Gerard Vacio, Workholding Product Manager at BIG Kaiser Precision Tooling has some advice for shops trying to cope with the constantly changing North American manufacturing market. He feels manufacturers should only implement a production process when they feel they can:
• Achieve a zero scrap rate.
• Require little to no operator part handling.
• Minimize dedicated tooling expenses.
• Require little to no downtime for production changeovers.
• Efficiently process any batch size.
Also, going lean, eliminating waste and reducing costs are a must. The ability to eliminate waste is an almost universal requirement for persons seeking positions as senior manufacturing engineers and manufacturing managers. For example, consider this recent help-wanted ad for a manufacturing engineering manager:
“Job description: Investigate and resolve manufacturing problems through the direction and deployment of manufacturing engineering to optimize product performance while minimizing cost. Conduct studies related to design, production methods and equipment to recommend improvements to optimize product performance while minimizing cost. Monitor and report on cost reductions resulting from improved methods that improve profit margins.”
The critical importance to overall shop performance of often overlooked tooling, workholding and accessories considerations can be illustrated by a race-car analogy.

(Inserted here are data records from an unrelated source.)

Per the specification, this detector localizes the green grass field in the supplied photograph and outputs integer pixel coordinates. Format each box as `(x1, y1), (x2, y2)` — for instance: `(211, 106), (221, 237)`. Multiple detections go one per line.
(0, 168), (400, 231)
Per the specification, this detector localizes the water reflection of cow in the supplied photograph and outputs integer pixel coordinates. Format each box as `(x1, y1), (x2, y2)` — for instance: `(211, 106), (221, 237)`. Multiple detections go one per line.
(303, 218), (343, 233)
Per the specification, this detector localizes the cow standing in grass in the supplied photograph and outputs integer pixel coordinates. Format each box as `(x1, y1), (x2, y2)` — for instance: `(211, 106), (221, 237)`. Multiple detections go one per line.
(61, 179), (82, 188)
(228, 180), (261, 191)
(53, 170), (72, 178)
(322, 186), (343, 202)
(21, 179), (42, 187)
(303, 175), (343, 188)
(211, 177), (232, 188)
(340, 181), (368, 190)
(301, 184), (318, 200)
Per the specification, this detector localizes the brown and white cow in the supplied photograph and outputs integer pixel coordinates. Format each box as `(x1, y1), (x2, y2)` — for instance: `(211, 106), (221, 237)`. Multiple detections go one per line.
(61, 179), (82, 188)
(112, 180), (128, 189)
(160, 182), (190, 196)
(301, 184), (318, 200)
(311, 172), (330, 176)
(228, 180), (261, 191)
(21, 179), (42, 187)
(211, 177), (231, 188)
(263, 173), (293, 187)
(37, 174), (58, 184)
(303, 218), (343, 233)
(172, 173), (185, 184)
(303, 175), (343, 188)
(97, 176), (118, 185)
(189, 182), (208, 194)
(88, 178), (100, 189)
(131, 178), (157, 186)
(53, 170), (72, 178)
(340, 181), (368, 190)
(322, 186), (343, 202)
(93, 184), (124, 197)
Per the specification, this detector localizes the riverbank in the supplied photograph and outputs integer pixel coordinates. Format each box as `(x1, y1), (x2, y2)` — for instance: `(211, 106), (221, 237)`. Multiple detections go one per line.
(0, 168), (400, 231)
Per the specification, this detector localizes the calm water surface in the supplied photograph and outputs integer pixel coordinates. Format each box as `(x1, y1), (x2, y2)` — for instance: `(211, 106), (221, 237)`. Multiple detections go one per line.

If your machine tool is your race car and your NC programming department is your race car driver, purchasing expensive machine tools and programming systems will put you in a better position to win the race. However, if you do not properly fund your pit crew by spending adequately on tooling, workholding and accessories, you might spend all of your time in the pits. Auto racing is a lot easier than running a machine tool because auto races eventually end. Manufacturing today is like running 24 hours at Daytona every day of the week, every week of the year.